Tom Meyer from Hotel de Ville Crissier, Switzerland, has won the 51st Le Taittinger Prix Culinaire International final, held at Parisian cookery school École Ferrandi in the 6th arrondissement in Paris yesterday (20 November).
He beat seven other contestants from Japan, France (Paris), France, Belgium, Netherlands, Germany and the UK to claim the title, €10,000 (£8,893) prize money, a medal and a trophy.
Japan's Tomoaki Sakata from Lake Biwa Otsu Prince hotel took second place, winning €4,800 (£4,525), while Romain Masset of Regis Marcon came in third and won €2,500 (£2,215).
Meyer said: "I feel incredible. The moment I stepped in to the kitchen I had good vibes. It was a very exciting competition and I'm very happy."

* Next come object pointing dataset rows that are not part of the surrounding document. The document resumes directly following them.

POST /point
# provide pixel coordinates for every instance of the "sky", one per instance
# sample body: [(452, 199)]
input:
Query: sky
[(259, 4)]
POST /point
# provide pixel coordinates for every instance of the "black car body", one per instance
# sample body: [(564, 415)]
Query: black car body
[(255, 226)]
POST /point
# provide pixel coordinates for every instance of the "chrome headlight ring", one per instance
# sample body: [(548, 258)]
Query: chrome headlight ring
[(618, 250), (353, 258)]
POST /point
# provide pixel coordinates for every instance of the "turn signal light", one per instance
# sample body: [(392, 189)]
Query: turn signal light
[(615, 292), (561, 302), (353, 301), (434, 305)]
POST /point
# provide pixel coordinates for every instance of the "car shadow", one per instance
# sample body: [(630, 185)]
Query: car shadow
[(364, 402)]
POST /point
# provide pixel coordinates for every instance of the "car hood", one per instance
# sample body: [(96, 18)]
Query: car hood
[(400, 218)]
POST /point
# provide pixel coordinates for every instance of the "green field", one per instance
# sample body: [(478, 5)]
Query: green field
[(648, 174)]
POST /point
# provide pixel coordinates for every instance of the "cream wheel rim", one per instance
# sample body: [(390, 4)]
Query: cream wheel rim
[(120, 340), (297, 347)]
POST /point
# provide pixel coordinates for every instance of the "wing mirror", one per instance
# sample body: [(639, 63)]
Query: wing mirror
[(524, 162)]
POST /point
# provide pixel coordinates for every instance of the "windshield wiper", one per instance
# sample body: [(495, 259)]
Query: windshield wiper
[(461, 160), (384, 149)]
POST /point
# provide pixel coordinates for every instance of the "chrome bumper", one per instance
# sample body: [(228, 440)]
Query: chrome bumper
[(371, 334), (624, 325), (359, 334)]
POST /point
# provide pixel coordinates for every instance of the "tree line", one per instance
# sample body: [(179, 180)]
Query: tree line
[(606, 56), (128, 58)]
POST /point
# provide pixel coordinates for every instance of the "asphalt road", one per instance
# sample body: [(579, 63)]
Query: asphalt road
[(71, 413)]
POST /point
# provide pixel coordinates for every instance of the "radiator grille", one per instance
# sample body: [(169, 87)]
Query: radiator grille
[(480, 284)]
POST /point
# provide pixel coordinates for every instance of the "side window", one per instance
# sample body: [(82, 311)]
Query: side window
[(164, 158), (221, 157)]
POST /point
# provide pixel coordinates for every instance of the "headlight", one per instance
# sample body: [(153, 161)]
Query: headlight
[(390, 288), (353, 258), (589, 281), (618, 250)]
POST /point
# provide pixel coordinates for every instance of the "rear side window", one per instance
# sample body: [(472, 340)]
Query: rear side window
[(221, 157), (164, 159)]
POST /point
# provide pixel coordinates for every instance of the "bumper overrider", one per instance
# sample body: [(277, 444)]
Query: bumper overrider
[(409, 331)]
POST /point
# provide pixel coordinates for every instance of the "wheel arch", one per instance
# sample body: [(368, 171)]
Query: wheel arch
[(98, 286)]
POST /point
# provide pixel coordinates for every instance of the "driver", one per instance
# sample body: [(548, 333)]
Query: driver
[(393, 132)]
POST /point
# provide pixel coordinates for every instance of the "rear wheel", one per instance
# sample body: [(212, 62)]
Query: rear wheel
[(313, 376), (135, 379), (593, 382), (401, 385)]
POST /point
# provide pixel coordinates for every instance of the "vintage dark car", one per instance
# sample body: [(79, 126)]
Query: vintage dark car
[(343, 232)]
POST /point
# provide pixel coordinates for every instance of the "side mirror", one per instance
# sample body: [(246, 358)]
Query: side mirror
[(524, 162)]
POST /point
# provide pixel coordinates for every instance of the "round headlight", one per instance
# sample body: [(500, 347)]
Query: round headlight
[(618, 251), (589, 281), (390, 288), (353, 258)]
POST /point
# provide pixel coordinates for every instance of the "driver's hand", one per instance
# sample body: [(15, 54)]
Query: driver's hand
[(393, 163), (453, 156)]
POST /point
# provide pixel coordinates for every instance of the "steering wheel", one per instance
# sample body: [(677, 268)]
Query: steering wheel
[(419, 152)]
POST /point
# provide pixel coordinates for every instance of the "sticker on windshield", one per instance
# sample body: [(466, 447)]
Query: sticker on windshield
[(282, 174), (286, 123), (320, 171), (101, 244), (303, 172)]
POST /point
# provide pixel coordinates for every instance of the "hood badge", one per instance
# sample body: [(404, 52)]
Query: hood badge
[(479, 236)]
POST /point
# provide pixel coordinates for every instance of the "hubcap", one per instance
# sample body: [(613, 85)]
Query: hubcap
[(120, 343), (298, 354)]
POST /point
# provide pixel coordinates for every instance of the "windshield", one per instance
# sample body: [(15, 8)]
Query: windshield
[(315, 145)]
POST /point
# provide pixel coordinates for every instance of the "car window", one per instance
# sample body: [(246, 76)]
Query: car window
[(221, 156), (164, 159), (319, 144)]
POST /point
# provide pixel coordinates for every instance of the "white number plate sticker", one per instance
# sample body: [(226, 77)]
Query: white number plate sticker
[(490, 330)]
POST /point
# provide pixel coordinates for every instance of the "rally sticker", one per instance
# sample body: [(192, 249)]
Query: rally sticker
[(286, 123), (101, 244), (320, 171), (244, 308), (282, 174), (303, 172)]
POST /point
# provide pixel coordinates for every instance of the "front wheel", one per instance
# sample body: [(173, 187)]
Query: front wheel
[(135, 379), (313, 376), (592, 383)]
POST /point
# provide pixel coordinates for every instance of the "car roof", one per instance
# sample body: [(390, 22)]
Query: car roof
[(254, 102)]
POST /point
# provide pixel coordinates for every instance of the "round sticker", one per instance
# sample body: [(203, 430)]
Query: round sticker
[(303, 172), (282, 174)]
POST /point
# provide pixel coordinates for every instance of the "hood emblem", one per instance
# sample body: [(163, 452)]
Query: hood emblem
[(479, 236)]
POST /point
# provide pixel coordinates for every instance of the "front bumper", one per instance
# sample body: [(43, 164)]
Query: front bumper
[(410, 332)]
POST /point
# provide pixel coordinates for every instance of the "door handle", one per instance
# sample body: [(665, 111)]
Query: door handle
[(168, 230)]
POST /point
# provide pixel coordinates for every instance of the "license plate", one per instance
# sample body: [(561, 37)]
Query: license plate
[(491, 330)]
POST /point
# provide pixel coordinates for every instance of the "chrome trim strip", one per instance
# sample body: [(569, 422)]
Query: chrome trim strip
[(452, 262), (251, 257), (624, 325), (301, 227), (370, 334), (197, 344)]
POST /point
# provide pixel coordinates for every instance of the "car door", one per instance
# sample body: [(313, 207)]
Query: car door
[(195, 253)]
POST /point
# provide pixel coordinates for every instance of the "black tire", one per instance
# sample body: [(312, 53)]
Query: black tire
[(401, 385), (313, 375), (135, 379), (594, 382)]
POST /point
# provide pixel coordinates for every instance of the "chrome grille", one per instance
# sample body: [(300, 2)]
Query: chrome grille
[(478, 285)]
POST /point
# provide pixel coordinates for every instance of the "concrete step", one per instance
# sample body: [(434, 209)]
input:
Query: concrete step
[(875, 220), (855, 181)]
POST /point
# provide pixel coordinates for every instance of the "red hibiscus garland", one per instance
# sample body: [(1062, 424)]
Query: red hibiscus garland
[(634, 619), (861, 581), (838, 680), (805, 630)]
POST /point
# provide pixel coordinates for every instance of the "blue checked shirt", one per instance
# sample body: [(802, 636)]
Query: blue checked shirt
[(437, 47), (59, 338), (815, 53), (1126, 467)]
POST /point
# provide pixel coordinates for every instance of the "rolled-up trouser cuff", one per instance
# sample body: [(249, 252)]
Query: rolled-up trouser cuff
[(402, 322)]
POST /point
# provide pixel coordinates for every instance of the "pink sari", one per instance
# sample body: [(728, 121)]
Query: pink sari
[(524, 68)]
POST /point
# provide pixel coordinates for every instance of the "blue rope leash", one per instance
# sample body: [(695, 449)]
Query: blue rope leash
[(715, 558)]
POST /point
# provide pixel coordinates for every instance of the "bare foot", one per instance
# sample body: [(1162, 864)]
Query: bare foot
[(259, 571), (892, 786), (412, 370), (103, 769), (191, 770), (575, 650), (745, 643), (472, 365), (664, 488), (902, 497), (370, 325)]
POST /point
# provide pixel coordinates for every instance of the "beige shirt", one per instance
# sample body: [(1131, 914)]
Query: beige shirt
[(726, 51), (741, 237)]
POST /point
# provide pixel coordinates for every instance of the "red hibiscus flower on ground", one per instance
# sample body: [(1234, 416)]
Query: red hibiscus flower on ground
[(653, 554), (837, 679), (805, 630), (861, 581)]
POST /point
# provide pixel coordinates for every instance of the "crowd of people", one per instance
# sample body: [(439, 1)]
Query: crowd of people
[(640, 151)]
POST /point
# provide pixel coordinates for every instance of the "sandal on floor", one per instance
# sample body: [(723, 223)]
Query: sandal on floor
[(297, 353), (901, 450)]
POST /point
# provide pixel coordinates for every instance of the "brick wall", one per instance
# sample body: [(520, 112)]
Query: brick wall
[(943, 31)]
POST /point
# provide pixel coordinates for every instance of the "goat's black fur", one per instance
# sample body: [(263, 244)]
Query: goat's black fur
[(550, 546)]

Contestants had five hours to prepare a dish of red deer wellington with croquette potatoes and a garnish of their choice and sauce for eight people. The theme was chosen at random by the judges the night before the competition and chefs had the evening to write their recipes.
Prior to the competition final, the chefs were told they would also be required to produce a fig tart alongside their main dish which were free for interpretation. The casing had to be 10cm in diameter with pastry made on the day of the competition.
The finalists were judged by a total of 16 chefs including: Marcel Ravin, Michel Roth, Pierre Resimont, Stephane Decotterd, Michel Roux Jr, H Horita, Sonja Frushammer, Stephanie Le Quellec, Christophe Bacquie, Ulf Wagner, Jonathan Zandbergen and Christophe Raoux.
Amandine Chaignot Bernard Leprince, Christian Née and Lars van Galen were part of the jury cuisine and judged contestants on cleanliness, kitchen etiquette and organisation.
A maximum of 200 points were available for the venison dish. The judging criteria included presentation, respect of the theme, temperature, seasoning, and taste, while the tarts were judged on presentation, originality, technique and taste.
Emmanuel Renaut, president of the competition, said: "This year's theme was wellington. The winner did it really well and the other guys came really close. The standard of chefs is really high this year. I've been involved in the competition for 10 years now and every year they get better."
The competition is open to chefs aged 24-39 with more than five years' experience and showcases classical French cooking. In the past 50 years it has previously been won by chefs including Joël Robuchon and Michel Roth.